How important is it for a show like ‘black-ish’ to exist?

It’s very important. You look at the landscape of television before we started our show — one of the reasons we started this show is because we looked at it and saw things that were missing for us as viewers. At that particular time six or seven years ago, there wasn’t a show on the air that depicted an aspirational, black family full of love. That its lead character was unapologetically black, and trying to hold on to that with his family and its core values.

That’s why it’s important. The medium of television and film it shapes and molds the minds of people. We want it to be in the zeitgeist as a show that not only helped shape and mold minds, but give an understanding and a clearer picture of a particular group within a group. Our show is educational not only to our own community, but to communities outside of it because at the end of the day, we’re just a family who wants to live the American dream.

Being from Compton, what was it like to see L.A. lose Nipsey and then Kobe?

Anytime someone loses their life, it’s a great loss. But then, you look at what those individuals were doing within the community. It’s one thing to be a part of the community and be successful and leave. It’s another thing to be from a community, become successful and then come back. Not only give the community a blueprint, but to be a part of that and be an architect of what it takes to climb out. What it takes to build up and to be an example. With the loss of Nipsey, it was heartbreaking.
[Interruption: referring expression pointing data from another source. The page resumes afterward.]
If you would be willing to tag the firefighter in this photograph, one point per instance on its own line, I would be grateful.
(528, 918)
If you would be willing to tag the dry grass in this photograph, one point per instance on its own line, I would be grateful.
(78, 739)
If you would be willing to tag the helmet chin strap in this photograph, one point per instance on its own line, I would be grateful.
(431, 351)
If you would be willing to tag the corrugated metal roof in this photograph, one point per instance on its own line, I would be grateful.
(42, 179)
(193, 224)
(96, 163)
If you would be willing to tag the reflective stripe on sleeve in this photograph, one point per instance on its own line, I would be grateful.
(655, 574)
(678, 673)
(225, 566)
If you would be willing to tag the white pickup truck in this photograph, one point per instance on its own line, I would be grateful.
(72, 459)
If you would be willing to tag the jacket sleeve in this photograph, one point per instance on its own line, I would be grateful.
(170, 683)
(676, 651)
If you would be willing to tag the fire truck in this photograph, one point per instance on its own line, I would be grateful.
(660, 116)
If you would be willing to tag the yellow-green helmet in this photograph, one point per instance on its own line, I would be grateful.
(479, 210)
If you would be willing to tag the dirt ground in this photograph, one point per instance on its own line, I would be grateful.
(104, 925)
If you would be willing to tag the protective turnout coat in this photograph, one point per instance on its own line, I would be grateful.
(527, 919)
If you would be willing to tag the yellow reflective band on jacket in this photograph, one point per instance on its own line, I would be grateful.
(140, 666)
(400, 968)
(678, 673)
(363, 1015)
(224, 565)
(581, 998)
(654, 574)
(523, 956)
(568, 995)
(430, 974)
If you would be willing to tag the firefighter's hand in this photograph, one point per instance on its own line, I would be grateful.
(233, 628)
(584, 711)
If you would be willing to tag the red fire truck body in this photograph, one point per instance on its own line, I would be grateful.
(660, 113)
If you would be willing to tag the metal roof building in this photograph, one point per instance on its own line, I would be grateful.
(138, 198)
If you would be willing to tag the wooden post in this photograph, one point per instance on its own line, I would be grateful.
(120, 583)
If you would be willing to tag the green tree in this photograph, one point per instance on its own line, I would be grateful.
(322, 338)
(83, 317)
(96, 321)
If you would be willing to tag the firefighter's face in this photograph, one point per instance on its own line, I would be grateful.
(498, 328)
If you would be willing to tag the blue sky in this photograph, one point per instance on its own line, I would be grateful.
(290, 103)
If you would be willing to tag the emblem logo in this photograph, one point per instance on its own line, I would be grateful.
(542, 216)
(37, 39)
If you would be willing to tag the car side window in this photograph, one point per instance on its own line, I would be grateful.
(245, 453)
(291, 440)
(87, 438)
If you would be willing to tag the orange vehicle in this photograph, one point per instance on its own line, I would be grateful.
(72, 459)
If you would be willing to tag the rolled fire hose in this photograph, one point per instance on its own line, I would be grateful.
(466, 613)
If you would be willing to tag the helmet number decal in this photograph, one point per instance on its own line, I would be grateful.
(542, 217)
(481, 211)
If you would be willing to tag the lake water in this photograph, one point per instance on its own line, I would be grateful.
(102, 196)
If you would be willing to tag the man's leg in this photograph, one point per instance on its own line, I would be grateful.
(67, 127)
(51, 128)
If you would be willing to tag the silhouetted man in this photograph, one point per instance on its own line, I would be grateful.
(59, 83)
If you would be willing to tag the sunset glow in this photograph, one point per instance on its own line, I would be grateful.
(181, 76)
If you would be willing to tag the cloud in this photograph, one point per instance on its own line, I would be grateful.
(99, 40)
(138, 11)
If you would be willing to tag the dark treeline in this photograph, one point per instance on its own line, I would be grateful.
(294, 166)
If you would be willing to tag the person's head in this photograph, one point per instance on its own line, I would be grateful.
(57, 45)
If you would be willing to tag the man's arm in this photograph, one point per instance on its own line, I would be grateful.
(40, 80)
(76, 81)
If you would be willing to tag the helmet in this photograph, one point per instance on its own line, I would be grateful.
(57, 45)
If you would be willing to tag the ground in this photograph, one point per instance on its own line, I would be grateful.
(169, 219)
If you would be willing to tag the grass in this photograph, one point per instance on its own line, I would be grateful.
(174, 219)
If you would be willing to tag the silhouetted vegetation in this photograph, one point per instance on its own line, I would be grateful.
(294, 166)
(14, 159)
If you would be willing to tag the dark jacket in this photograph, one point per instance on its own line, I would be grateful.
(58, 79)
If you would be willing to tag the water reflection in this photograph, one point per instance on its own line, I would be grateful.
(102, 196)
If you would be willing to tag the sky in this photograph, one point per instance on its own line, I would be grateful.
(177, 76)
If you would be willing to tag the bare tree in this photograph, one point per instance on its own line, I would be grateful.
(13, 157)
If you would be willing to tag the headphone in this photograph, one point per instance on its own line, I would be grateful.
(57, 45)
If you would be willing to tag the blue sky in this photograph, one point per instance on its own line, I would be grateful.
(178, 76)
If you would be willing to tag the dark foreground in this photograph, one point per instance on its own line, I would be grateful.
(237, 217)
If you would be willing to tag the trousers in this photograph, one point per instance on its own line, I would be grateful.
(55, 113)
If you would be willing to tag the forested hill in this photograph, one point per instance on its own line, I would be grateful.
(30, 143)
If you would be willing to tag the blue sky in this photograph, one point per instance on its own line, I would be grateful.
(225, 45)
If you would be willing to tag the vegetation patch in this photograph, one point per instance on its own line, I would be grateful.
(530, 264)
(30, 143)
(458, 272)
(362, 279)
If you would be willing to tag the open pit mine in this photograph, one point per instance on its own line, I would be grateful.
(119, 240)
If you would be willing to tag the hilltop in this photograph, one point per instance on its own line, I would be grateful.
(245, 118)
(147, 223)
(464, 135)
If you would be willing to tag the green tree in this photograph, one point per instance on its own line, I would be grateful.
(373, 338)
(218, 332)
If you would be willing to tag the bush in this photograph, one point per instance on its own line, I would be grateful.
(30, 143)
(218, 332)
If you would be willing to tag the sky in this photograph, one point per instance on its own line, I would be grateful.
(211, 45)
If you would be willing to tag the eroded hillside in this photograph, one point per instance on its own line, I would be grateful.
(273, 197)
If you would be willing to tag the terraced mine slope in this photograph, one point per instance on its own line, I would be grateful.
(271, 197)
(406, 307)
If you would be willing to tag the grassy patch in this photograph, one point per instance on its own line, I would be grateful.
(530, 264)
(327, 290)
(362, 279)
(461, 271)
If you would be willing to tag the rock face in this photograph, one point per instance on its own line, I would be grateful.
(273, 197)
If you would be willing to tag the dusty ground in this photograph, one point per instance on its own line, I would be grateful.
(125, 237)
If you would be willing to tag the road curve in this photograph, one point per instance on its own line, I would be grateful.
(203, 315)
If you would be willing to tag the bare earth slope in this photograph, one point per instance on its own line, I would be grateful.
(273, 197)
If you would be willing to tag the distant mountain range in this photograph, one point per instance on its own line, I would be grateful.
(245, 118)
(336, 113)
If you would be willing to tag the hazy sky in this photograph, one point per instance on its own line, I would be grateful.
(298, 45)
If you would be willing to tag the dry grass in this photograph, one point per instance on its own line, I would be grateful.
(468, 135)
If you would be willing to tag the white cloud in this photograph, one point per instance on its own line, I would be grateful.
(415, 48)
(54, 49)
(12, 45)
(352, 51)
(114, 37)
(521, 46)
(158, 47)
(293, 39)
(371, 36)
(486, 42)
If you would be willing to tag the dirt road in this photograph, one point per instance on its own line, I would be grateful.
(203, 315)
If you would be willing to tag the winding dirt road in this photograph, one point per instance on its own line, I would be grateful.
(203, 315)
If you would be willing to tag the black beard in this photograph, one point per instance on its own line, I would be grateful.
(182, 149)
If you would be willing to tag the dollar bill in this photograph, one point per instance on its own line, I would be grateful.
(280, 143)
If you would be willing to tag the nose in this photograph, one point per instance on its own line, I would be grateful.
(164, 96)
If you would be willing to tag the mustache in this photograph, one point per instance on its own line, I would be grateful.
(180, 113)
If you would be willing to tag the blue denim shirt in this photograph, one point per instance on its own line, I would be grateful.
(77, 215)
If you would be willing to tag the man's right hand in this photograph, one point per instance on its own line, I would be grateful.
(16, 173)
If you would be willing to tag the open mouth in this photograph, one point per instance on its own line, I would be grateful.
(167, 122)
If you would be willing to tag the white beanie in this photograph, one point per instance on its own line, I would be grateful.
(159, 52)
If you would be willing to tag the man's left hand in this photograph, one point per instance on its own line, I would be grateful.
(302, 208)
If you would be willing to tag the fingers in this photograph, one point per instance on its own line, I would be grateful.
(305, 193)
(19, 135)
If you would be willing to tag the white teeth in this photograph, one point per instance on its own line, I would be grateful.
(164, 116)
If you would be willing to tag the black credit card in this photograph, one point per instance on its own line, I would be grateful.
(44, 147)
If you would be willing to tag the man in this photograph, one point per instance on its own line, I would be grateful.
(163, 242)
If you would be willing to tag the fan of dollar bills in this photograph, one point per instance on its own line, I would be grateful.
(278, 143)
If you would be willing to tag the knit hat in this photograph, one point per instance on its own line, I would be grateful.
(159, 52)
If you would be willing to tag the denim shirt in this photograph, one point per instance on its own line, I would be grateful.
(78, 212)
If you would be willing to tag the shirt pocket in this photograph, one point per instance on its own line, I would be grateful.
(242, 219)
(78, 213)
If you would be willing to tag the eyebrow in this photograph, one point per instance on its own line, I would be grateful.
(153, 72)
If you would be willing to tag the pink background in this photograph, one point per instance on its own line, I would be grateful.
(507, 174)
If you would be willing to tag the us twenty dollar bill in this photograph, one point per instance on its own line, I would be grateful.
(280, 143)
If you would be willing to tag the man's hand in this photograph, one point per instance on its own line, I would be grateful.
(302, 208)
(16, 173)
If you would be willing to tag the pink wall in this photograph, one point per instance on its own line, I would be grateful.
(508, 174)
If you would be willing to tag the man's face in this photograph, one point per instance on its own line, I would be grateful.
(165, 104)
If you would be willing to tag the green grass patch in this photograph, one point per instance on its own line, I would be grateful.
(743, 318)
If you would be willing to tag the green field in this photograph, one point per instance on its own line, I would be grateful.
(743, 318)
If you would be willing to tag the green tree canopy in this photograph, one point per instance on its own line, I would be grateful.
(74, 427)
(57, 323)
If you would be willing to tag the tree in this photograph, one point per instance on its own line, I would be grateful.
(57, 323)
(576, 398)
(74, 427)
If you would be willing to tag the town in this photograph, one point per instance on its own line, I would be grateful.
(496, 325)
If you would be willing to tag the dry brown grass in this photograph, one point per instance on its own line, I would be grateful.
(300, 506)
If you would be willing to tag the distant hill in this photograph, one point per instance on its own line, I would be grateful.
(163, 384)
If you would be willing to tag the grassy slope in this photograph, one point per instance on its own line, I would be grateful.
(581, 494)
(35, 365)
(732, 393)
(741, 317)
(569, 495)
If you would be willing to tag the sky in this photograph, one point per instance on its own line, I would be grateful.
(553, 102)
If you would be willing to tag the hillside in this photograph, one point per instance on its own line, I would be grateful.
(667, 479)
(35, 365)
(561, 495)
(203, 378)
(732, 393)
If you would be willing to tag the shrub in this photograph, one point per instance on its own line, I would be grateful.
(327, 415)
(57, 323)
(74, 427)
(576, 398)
You look at what Kobe was able to do outside of basketball, the things he championed. It wasn’t only for himself, it was for a community of women. He was part of that empowerment. Being a father of four girls, he said he wanted to be an example and be a part of the process of giving them opportunities. It was a tragic loss for both of those individuals alongside everyone that we’ve lost who’s been a pillar in the community. To help uplift it, to help build, and to help educate.

On a more positive note, what was the highlight from Oscars weekend?

It’s always JAY and Bey’s Gold Party for me. The show itself was great, but then it’s all about the celebration. The Gold Party is a celebration of us — for us, by us. You speak of black excellence, what does that mean? To be a part of that and see the black excellence within that room, it’s a beautiful thing.

What can we expect next from Anthony Anderson?

More hard work. Helping my mother realize her dream as an actor, that’s all she ever wanted to do. She ended up becoming a single mother at 18 with me, so she put her dreams on hold as an actor to raise an actor. You can expect more things from me and my mother together.